Think about it: it doesn't matter if you live in Markham, Ontario, Peggy's Cove, Nova Scotia, or Poise Coupe, British Columbia, we should all be outraged that something like this could happen in our country.
The other reasons Phillips gives for her decision are just as dire and, sadly, all too common: the coarsening of political discourse, the frightening spread of misinformation, the stigma and hatred directed at politicians, especially women, and the rapidly eroding ability to see public office as a worthwhile goal.
All of this is a threat to Canada, and many other politicians, mostly women, have cited it as a justification for seeking safer public office.
I will admit that politicians are at least partially responsible for the deterioration of public life we ​​are witnessing. To pretend that we are not importing some of the same sordid politics we see in the United States is to be completely ignorant of reality. The lack of civility in the House of Representatives is as bad as it has ever been, and no one cares. The proceedings are dominated by a Speaker whom many do not respect and actively seek to remove. As a result, we see daily scenes that look like a class of high school students storming out in front of a helpless substitute teacher.
Let's be honest: Who in their right mind would want to run for public office? What sane woman, what sane man, would want to subject himself to the vile and demoralizing slander (online and otherwise) that has become an expected part of being a politician in Canada? The lure of a high salary and a nice pension (if you can survive six years at the zoo) just doesn't hold much appeal.
(I guarantee that within minutes of this column being published online, keyboard warriors will be pounding away like crazy with comments like, “Boo hoo. If women can't stand the heat, they should stay in the kitchen.” And it will get “liked” many times, with others chiming in with equally brilliant, witty remarks.)

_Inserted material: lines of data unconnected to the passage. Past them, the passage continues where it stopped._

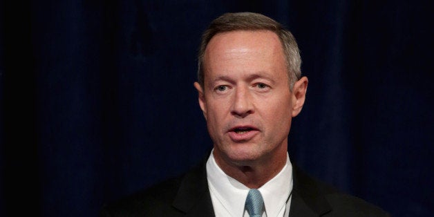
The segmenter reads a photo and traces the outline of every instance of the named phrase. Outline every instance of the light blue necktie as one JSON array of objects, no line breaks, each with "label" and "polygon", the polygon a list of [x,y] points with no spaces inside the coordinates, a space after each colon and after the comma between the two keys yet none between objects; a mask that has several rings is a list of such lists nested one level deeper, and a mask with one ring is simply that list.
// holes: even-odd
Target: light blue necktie
[{"label": "light blue necktie", "polygon": [[262,216],[262,209],[264,207],[264,199],[258,189],[252,189],[249,191],[245,199],[245,209],[250,217]]}]

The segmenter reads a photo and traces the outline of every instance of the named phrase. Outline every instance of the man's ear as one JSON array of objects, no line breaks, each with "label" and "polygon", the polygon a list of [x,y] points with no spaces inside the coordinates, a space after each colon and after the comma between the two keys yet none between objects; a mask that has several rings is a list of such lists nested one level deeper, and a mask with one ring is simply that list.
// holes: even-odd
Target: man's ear
[{"label": "man's ear", "polygon": [[203,88],[198,82],[194,82],[194,85],[196,89],[198,90],[198,93],[199,95],[199,106],[200,106],[200,109],[202,109],[203,116],[205,117],[205,120],[207,120],[207,103],[205,102],[205,96],[203,93]]},{"label": "man's ear", "polygon": [[306,99],[308,83],[308,77],[305,76],[295,82],[292,86],[292,117],[299,115],[303,108],[304,100]]}]

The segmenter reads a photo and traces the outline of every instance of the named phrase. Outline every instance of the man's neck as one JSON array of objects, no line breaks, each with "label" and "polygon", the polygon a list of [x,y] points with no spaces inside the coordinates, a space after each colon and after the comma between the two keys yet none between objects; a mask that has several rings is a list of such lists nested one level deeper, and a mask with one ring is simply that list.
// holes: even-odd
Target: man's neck
[{"label": "man's neck", "polygon": [[287,151],[271,154],[248,163],[234,162],[218,154],[214,155],[216,162],[227,176],[236,179],[250,189],[258,189],[277,175],[285,167]]}]

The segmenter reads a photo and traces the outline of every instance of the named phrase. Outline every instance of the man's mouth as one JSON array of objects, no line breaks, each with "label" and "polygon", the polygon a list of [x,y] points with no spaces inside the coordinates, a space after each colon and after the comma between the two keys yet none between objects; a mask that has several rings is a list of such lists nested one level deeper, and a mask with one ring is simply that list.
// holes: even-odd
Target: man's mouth
[{"label": "man's mouth", "polygon": [[244,134],[245,133],[247,133],[253,130],[254,129],[251,127],[238,127],[238,128],[234,129],[233,131],[236,133],[237,134]]}]

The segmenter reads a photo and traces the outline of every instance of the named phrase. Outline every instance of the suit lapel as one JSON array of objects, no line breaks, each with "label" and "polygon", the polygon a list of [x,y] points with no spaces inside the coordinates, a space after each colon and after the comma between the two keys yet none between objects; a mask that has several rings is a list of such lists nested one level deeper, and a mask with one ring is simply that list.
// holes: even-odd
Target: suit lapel
[{"label": "suit lapel", "polygon": [[332,209],[315,181],[296,166],[292,167],[294,187],[290,216],[321,216]]},{"label": "suit lapel", "polygon": [[205,165],[202,163],[186,174],[172,204],[185,216],[214,216]]}]

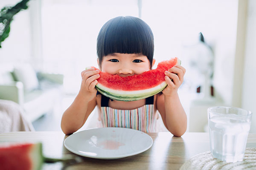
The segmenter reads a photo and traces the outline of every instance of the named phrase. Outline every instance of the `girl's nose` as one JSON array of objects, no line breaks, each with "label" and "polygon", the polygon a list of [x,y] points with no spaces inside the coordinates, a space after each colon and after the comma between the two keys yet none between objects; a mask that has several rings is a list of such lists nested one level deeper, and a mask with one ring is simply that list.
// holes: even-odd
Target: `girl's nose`
[{"label": "girl's nose", "polygon": [[133,73],[133,71],[132,70],[129,68],[129,67],[126,65],[123,66],[120,68],[118,71],[118,73],[119,74],[131,74]]}]

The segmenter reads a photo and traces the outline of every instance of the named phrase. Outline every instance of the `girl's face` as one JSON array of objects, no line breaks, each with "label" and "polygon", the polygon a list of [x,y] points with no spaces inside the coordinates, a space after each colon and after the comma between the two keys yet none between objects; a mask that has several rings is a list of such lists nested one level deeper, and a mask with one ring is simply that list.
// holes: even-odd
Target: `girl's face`
[{"label": "girl's face", "polygon": [[[153,59],[152,66],[155,60]],[[99,64],[99,60],[98,60]],[[149,60],[145,56],[135,54],[113,53],[103,57],[101,70],[122,76],[140,74],[151,70]]]}]

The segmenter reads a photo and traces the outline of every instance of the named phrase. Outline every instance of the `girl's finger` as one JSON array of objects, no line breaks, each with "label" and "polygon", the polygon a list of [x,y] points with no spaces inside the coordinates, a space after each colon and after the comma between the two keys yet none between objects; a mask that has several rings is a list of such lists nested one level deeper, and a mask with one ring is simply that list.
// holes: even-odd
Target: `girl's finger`
[{"label": "girl's finger", "polygon": [[183,72],[183,74],[185,74],[185,73],[186,73],[186,69],[184,67],[180,65],[175,65],[174,66],[174,67],[181,69],[181,70],[182,70],[182,71]]},{"label": "girl's finger", "polygon": [[177,85],[179,83],[180,78],[177,75],[168,71],[166,71],[164,73],[165,75],[168,76],[171,79],[172,79],[175,85]]},{"label": "girl's finger", "polygon": [[181,82],[183,82],[183,77],[184,77],[184,73],[181,69],[176,67],[173,67],[170,68],[168,71],[172,73],[176,74],[179,77],[179,79]]},{"label": "girl's finger", "polygon": [[167,76],[166,76],[164,77],[164,79],[165,79],[166,82],[166,83],[167,83],[167,85],[169,87],[172,88],[175,88],[175,85],[174,85],[173,82],[172,81],[172,80],[171,79],[170,79],[170,77],[169,77]]},{"label": "girl's finger", "polygon": [[81,72],[81,76],[82,77],[82,78],[83,78],[83,76],[84,76],[84,73],[86,73],[87,72],[88,72],[88,71],[93,71],[93,70],[95,70],[95,69],[94,69],[94,68],[89,68],[88,69],[86,69],[86,70],[84,70],[83,71],[82,71]]},{"label": "girl's finger", "polygon": [[98,81],[96,79],[92,82],[89,86],[89,91],[92,92],[94,90],[96,90],[95,86],[97,85],[97,83],[98,83]]},{"label": "girl's finger", "polygon": [[82,79],[85,80],[85,81],[90,77],[93,75],[98,74],[99,73],[99,70],[93,70],[85,72],[82,76]]},{"label": "girl's finger", "polygon": [[96,79],[99,79],[100,77],[99,74],[97,74],[93,75],[88,78],[85,82],[85,86],[88,87],[88,90],[90,91],[89,87],[93,81],[95,81]]}]

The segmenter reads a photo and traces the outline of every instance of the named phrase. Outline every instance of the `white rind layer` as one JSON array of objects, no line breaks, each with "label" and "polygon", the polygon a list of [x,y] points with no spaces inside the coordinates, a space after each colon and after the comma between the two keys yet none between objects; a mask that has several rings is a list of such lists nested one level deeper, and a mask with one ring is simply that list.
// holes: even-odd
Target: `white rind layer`
[{"label": "white rind layer", "polygon": [[163,90],[167,85],[167,84],[164,81],[159,85],[148,89],[123,91],[107,88],[98,83],[96,85],[96,88],[100,93],[111,99],[116,100],[128,101],[145,99],[157,94]]}]

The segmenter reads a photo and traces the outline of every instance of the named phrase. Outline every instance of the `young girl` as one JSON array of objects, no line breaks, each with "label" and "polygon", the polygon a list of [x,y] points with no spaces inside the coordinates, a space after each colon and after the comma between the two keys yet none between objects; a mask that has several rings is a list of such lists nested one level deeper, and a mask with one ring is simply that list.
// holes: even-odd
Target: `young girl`
[{"label": "young girl", "polygon": [[[97,39],[98,63],[101,71],[120,76],[141,74],[151,70],[153,59],[154,37],[149,26],[133,17],[118,17],[108,21]],[[81,128],[97,106],[103,127],[120,127],[154,132],[157,111],[166,128],[174,135],[186,131],[187,118],[177,90],[183,81],[185,69],[176,65],[165,72],[167,86],[162,92],[148,98],[131,102],[109,99],[97,92],[95,85],[100,75],[90,68],[81,73],[79,93],[64,112],[61,129],[66,134]]]}]

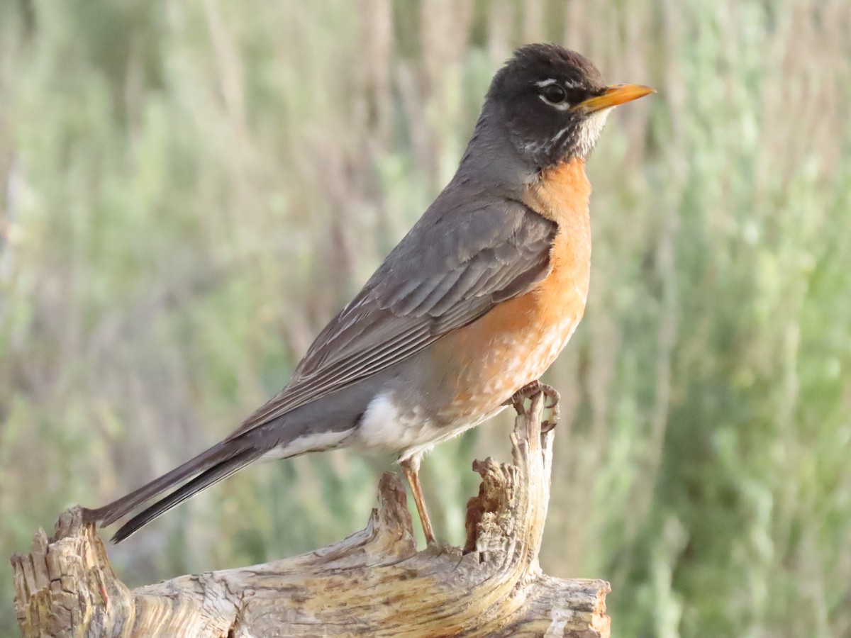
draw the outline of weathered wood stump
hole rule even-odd
[[[310,554],[181,576],[130,590],[81,508],[52,538],[13,556],[15,611],[31,636],[608,636],[608,584],[545,576],[538,552],[550,497],[552,432],[543,397],[517,417],[513,464],[476,461],[464,550],[417,551],[404,487],[379,484],[366,529]]]

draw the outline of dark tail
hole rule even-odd
[[[164,498],[149,505],[128,521],[112,537],[113,543],[120,543],[140,527],[153,521],[159,515],[168,511],[191,496],[230,476],[237,470],[248,465],[261,456],[265,450],[246,445],[248,441],[239,439],[227,441],[213,446],[194,459],[174,468],[168,474],[154,479],[147,485],[131,492],[108,505],[97,510],[89,510],[89,521],[100,521],[101,527],[115,522],[132,510],[149,501],[171,487],[191,478],[185,485],[178,487]]]

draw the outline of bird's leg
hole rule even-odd
[[[402,466],[405,478],[408,479],[408,484],[411,486],[414,502],[417,504],[417,512],[420,514],[420,522],[423,526],[423,533],[426,534],[426,542],[431,545],[435,543],[434,530],[431,529],[431,521],[429,520],[426,501],[423,499],[423,491],[420,487],[420,461],[421,460],[421,454],[414,454],[403,461],[399,461],[399,464]]]
[[[542,393],[550,402],[549,405],[545,406],[548,409],[551,410],[550,418],[540,424],[541,432],[549,432],[558,423],[558,400],[561,398],[558,390],[549,384],[544,384],[539,380],[528,383],[511,395],[511,398],[503,403],[503,405],[513,406],[514,409],[517,411],[517,414],[525,414],[526,408],[523,407],[523,402],[539,392]]]

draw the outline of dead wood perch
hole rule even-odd
[[[544,575],[538,551],[553,433],[543,397],[517,419],[514,462],[476,461],[467,541],[418,552],[399,477],[385,474],[366,529],[310,554],[130,590],[80,508],[13,556],[15,612],[33,636],[609,635],[608,584]]]

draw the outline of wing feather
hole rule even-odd
[[[523,204],[432,209],[319,333],[290,382],[231,438],[403,361],[549,271],[556,225]]]

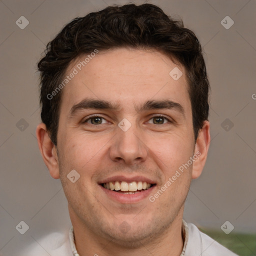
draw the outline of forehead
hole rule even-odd
[[[82,55],[70,63],[65,76],[72,72],[76,74],[62,92],[65,104],[61,108],[66,110],[85,98],[129,108],[134,106],[132,102],[144,98],[168,98],[185,108],[190,105],[184,68],[156,50],[121,48]]]

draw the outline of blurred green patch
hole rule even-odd
[[[221,230],[218,231],[205,228],[199,229],[240,256],[256,256],[256,234],[232,232],[226,234]]]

Meanwhile, we will gather at summer barbecues, talk about how terrible our politicians are, and lament the fact that nothing is being done to solve the many problems that plague this country. We will conveniently ignore the corruption that is corroding our politics, which will ultimately destroy the foundations of our democracy as we know it.
Some will say that's an exaggeration, a wake-up call. Maybe it is. I like to think of it as a prediction of what will happen if we don't wake up to the realities that currently overwhelm and suffocate our politics.